Thursday, 25 August 2011

New media element APIs and better media seeking resolution

French intern Paul Adenot has recently implemented the seekable and played attributes on the HTML5 video and audio elements in Firefox. The seekable attribute enables script to see what regions of the media can be seeked into (particularly handy with live streams), and the played attribute enables script to see what regions of the media has already been played. Paul has also done some work improving the built in controls on media elements. Thanks for your hard work Paul! These should be available in release builds in November (Firefox 8).

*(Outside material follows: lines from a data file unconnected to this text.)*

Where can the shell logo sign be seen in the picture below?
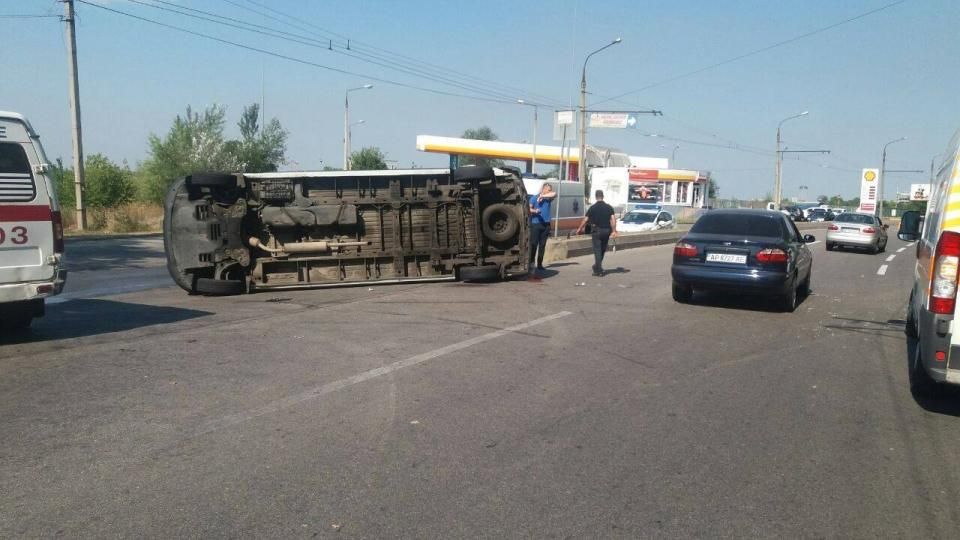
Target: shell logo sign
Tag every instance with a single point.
(868, 190)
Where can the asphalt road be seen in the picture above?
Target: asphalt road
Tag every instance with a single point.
(574, 407)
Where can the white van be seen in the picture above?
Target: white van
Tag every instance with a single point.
(31, 231)
(933, 298)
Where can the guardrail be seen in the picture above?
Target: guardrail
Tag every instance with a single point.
(562, 248)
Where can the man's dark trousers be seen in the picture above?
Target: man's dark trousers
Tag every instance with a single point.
(601, 236)
(538, 241)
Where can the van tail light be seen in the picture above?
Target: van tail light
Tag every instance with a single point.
(772, 256)
(943, 286)
(57, 231)
(683, 249)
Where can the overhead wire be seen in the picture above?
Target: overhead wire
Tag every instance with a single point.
(370, 50)
(304, 40)
(294, 58)
(753, 52)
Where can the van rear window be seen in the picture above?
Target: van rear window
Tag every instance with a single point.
(16, 179)
(739, 225)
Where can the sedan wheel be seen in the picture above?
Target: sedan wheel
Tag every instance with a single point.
(789, 301)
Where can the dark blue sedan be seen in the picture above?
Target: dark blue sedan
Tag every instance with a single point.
(745, 252)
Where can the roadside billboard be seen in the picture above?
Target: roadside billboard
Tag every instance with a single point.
(868, 190)
(919, 192)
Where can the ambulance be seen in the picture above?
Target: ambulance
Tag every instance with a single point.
(932, 307)
(31, 231)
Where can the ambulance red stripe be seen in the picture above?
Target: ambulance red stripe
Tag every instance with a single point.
(24, 212)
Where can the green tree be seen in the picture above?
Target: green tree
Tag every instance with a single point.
(258, 150)
(482, 133)
(194, 143)
(369, 158)
(106, 184)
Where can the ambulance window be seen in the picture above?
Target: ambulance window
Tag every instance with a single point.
(16, 181)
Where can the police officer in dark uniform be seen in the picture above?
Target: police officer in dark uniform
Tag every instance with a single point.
(603, 223)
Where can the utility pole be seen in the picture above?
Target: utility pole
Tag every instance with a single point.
(582, 161)
(78, 175)
(883, 169)
(346, 124)
(777, 184)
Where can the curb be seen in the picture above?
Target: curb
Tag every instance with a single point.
(103, 236)
(559, 249)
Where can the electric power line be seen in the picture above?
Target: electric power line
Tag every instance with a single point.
(312, 42)
(293, 58)
(753, 52)
(353, 44)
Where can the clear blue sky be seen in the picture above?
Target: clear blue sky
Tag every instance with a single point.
(888, 75)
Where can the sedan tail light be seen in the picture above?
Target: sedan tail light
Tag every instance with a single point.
(943, 286)
(772, 256)
(683, 249)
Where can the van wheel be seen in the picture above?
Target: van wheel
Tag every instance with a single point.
(921, 385)
(500, 222)
(218, 287)
(479, 274)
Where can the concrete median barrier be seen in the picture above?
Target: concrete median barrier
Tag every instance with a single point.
(562, 248)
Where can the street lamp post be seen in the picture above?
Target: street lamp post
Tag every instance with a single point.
(533, 163)
(777, 184)
(883, 180)
(346, 124)
(349, 165)
(582, 164)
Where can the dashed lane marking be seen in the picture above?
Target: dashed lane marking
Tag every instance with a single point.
(330, 387)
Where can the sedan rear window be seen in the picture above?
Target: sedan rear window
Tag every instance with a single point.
(739, 225)
(855, 218)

Also in Firefox 8 are my changes to media seeking resolution. Now media seeking should be accurate to the nearest microsecond. It's been reported elsewhere how important accurate seeking for video is. We were previously accurate to the nearest video frame, but we could still be up to one audio packet off (often between 4 and 8 ms out). Now we prune audio samples when seeking so we're down to microsecond resolution.

Wednesday, 3 August 2011

Simple rate limited HTTP server for testing HTML5 media/streaming

While working on the Firefox HTML5 video and audio support, I've found it extremely useful to have an HTTP server on which the transfer rate is reliably limited. Existing servers are either too heavy weight, like apache, or have inconsistent rate-limiting, like lighttpd which I found to have very "bursty" rate limiting.

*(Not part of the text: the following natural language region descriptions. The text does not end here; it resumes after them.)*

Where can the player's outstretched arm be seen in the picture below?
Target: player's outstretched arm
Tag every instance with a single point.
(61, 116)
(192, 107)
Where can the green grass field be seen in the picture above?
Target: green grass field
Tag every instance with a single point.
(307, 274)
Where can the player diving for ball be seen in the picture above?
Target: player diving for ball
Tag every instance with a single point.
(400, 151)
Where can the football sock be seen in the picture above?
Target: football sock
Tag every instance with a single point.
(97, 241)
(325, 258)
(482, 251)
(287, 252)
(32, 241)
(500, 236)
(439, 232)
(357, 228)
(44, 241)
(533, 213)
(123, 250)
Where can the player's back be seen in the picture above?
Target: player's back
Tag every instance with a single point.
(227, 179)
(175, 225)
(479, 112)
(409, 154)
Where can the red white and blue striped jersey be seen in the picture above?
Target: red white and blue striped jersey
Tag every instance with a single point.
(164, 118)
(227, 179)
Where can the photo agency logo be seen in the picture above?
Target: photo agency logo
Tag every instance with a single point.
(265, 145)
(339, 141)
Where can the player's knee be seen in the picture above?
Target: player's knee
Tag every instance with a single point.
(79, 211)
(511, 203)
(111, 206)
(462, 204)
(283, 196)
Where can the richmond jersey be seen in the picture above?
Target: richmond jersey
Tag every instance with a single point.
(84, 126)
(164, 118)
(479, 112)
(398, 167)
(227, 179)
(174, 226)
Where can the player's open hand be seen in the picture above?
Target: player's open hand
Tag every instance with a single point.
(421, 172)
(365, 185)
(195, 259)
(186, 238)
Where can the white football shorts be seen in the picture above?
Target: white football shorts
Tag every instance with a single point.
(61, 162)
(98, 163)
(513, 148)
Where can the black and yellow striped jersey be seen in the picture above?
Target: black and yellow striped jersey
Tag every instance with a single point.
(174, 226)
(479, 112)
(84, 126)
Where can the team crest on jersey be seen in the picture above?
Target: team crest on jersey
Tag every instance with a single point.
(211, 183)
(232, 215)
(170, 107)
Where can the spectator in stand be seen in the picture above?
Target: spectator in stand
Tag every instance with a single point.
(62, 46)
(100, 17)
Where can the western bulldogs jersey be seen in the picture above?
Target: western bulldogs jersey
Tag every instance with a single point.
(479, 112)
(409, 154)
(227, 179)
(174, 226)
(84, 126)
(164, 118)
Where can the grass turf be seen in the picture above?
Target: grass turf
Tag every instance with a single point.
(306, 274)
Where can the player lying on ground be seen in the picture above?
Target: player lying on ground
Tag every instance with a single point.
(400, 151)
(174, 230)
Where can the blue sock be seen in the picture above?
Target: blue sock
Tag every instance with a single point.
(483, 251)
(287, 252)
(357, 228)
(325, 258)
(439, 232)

I ended up taking the educational route, and implementing a simple HTTP server in C++. It supports the following features:

  1. Support for HTTP1.1 Byte Range Requests. This means you can seek into unbuffered data when watching HTML5 video.
  2. Rate limiting, configurable on a per request basis by passing the "rate=x" HTTP query parameter, where x is the transfer rate of the connection in kilobytes per second. The server will send x/10 KB ten times per second to maintain this rate smoothly.
  3. Simulated live streaming, configurable on a request basis by passing the "live" query parameter. When in "live" mode, no Content-Length header is sent, and the server doesn't advertise or perform byte range requests - so you can't seek into unbuffered video/audio, just like in a live stream.
  4. Cross platform; tested on Windows (runs on port 80) and Linux (runs on port 8080). I haven't test it on MacOS yet.
  5. Simply serves all files in the program's working directory, making it easy to use (and abuse).
  6. Open source! Get the code at, or download a pre-built win32 binary.
For example, if you wanted to simulate a live stream being served at 100KB/s, your test URL might look something like http://localhost:80/video.ogg?rate=100&live.

I've been using it for quite a while, and over the weekend I finally cleaned it up and put it up on GitHub. Check it out.